In this paper, we presented the novel SBreathNet architecture consuming time and phase domain features for the extraction of breathing patterns from speech signals during reading and spontaneous tasks. We performed LOSO analysis to understand the r-value between the predicted and the true breathing patterns for each speaker. The speaker-wise analysis helps in understanding the performance variation across speakers. This also reveals the impact of ingressiveness on the model performance. These observations are not evident from the overall performance of the model. We conclude that LOSO analysis is a strong analysis technique to understand the performance better and identify the challenges in extracting breathing patterns from the speech signals. We have presented the impact of the ingressive speech on the model’s performance in extracting the breathing patterns accurately. Hence, in future work, we will have a focus on collecting more data and identifying ingressive speech.

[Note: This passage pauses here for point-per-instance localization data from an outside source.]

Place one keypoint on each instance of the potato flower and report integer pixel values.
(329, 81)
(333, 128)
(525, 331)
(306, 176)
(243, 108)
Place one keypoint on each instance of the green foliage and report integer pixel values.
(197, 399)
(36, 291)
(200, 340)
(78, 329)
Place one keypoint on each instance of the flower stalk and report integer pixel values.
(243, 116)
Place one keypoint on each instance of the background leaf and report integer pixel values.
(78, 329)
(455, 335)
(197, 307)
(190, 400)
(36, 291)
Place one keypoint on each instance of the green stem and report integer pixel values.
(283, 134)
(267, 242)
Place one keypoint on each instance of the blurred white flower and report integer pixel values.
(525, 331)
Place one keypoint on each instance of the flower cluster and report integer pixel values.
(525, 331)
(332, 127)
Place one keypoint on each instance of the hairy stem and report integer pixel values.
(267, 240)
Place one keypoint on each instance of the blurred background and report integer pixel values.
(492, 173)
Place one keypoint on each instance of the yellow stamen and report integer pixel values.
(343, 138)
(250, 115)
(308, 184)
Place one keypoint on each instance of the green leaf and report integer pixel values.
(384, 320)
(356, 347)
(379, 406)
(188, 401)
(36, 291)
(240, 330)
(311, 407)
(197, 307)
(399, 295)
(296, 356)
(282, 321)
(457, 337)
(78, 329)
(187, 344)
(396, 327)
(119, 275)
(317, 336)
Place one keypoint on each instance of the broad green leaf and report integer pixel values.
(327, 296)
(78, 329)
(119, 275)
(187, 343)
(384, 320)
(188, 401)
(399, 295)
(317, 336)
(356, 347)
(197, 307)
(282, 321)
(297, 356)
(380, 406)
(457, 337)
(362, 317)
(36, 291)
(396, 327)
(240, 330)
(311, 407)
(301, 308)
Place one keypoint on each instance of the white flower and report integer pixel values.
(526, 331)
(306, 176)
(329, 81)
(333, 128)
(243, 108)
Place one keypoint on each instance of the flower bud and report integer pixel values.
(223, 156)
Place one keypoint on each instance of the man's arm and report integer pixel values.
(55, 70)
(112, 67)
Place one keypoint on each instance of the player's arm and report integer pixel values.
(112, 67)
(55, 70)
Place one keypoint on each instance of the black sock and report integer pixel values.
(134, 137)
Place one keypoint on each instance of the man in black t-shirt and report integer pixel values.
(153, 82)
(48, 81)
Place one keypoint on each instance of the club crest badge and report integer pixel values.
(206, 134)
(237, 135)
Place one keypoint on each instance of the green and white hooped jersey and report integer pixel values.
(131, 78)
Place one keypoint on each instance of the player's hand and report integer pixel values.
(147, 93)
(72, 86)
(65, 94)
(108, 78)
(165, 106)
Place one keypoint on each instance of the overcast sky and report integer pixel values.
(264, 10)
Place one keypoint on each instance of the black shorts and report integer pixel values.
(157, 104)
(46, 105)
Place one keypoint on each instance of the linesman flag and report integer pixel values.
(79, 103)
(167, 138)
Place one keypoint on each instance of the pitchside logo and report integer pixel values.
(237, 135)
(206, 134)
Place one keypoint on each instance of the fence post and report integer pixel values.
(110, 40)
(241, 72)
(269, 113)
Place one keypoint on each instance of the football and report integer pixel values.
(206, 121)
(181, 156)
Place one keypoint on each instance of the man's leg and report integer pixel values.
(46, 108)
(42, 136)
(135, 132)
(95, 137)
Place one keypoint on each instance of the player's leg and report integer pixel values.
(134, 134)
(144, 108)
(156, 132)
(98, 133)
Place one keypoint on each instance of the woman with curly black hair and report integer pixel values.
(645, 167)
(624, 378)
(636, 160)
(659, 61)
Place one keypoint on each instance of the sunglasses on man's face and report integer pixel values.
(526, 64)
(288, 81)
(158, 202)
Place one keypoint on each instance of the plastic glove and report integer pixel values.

During our discussion, we explored the performance of SBreathNet on two speech categories: reading and spontaneous speaking, involving a group of 100 speakers. It was evident that the model achieved superior results in reading speech compared to spontaneous speech. However, both categories encountered common challenges, such as ingressiveness and deep valleys in the breathing patterns. Moreover, the spontaneous speech category presented an additional obstacle: the randomness of breath events, including the start of inhalation and exhalation. We plan to extend our analysis to address these challenges in our future work.